見えない部分の傷
「……とりあえず、お前は場を外せ」
兄貴は最初にそんなことを言いやがった。
「なんでだよ?」
オレは納得がいかず食い下がる。
「栞ちゃんと話がしたい。それにお前は邪魔だといっている」
いつもの調子で言われると、もう身体は治ったように見える。
だが、それは普通の人間の話。
伊達に長い付き合いじゃない。
兄貴の身体の調子ぐらい、ある意味本人以上に分かるところもあるんだ。
いや、見栄は張るまい。
リヒトに言われて、注意深く観察するようにして、ようやく気付いた……だけだったりするのだが。

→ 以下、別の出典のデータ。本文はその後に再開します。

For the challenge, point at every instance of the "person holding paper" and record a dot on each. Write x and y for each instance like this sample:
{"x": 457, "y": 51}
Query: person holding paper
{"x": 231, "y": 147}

「断る。どんな話かは知らんが、重傷者だけ残しておけるかよ」
オレがそう答えると兄貴にしては分かりやすく怪訝な顔をしやがった。
今の状況を説明すると、オレは高田のところへ向かい、朝食を食わせた後、そのまま彼女と共に兄貴の部屋に来たのだ。
朝の様子だと早く行きたそうだったからな。
リヒトはなんか、トルクスタン王子に用があるとかでそっちに行っている。
もしかしたら、真央さんが目覚めたのかもしれないが、今は、そんなことは正直どうでも良かった。
なんとなく、高田なら兄貴の現状を回復させてしまうのではないかなどという奇跡を起こしちまう気がしたのだ。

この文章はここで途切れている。